Government shutdown will take time to reach local programs

By Kelly McCarthy

October 2, 2013 Updated Oct 3, 2013 at 12:13 AM EDT

Binghamton, NY (WBNG Binghamton) As the federal government shutdown continues, the chances people will feel an impact in the Southern Tier continue to rise.

Federal funding has been cut off from non-profit organizations and other similar services, meaning programs that offer free school lunches and WIC are operating on reserve funds and what federal aid they still haven't used.

A public administration professor at Binghamton University says it's difficult to articulate the kind of longterm impact the shutdown will have in the Southern Tier.

"The federal government provides kind of the framework for the things that the other levels of government and other actors of society rely on," said Dr. Thomas Sinclair. "So when you pull that out, it's like taking some the of stones out of the foundation of your house."

Essential programs and services for public health and safety remain open, but employees won't get paid until after the shutdown ends.

Sinclair says research and studies on which the nation's development depends will go quiet, which could create a gap in data once the government resumes funding. Sinclair said the information lost in the interim could hurt local communities in the future.
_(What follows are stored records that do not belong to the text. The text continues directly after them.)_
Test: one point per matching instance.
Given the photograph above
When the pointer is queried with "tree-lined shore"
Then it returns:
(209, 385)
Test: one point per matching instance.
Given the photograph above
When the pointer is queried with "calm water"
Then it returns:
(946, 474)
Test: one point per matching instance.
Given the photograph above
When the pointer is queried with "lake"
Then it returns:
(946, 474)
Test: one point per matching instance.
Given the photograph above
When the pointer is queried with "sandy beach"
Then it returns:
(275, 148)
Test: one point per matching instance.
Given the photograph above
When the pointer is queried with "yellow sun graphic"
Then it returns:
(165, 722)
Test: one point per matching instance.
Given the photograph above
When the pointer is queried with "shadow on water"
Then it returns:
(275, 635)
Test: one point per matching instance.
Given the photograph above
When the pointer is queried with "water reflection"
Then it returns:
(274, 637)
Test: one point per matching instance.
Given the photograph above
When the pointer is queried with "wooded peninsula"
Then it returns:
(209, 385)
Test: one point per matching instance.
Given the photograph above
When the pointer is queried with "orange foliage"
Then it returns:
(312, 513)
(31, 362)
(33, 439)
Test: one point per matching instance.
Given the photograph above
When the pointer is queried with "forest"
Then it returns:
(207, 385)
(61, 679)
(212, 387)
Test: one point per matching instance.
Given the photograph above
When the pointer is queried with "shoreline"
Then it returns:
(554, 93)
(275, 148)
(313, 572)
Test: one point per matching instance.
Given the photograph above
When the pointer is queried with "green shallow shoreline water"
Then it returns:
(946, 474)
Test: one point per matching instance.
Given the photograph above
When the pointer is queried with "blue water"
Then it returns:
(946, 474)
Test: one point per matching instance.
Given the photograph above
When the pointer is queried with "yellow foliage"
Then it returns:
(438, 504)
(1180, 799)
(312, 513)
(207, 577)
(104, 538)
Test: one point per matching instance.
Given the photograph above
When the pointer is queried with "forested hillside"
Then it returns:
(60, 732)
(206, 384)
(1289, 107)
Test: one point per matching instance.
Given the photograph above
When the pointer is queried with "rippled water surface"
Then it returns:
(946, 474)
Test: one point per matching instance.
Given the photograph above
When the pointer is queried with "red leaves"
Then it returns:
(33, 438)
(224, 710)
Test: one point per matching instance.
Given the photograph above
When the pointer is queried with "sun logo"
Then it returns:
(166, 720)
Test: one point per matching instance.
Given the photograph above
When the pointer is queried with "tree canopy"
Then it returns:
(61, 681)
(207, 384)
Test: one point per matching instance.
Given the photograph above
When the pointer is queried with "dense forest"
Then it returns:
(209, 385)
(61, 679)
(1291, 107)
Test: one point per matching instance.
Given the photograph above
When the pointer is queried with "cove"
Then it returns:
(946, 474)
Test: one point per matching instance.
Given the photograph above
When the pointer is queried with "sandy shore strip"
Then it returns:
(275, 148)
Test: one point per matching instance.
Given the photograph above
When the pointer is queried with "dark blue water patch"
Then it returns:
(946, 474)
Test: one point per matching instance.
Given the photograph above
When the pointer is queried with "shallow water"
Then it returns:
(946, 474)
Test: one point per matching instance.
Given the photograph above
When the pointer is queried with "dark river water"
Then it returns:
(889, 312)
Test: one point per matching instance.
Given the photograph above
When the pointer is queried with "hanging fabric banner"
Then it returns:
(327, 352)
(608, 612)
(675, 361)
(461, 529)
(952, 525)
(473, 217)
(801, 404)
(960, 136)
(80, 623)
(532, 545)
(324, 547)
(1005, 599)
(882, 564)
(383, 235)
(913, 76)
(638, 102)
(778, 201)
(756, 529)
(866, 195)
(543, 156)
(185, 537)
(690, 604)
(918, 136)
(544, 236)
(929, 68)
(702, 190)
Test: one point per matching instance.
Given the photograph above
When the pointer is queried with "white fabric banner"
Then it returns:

"One of the things that makes this really challenging and difficult is that much of what the federal government does is invisible to us in our daily lives," Sinclair said, "But it's essential to kind of the good order of society."

The New York State WIC program's Broome County chapter said they are prepared to operate business as usual until further notice.

That means all appointments and scheduled events will continue.

"But the longer a shutdown drags out," said Sinclair, "The more difficult it will be for local communities to have those programs, and so what we'll see is as this continues, is there will be bigger problems down the road."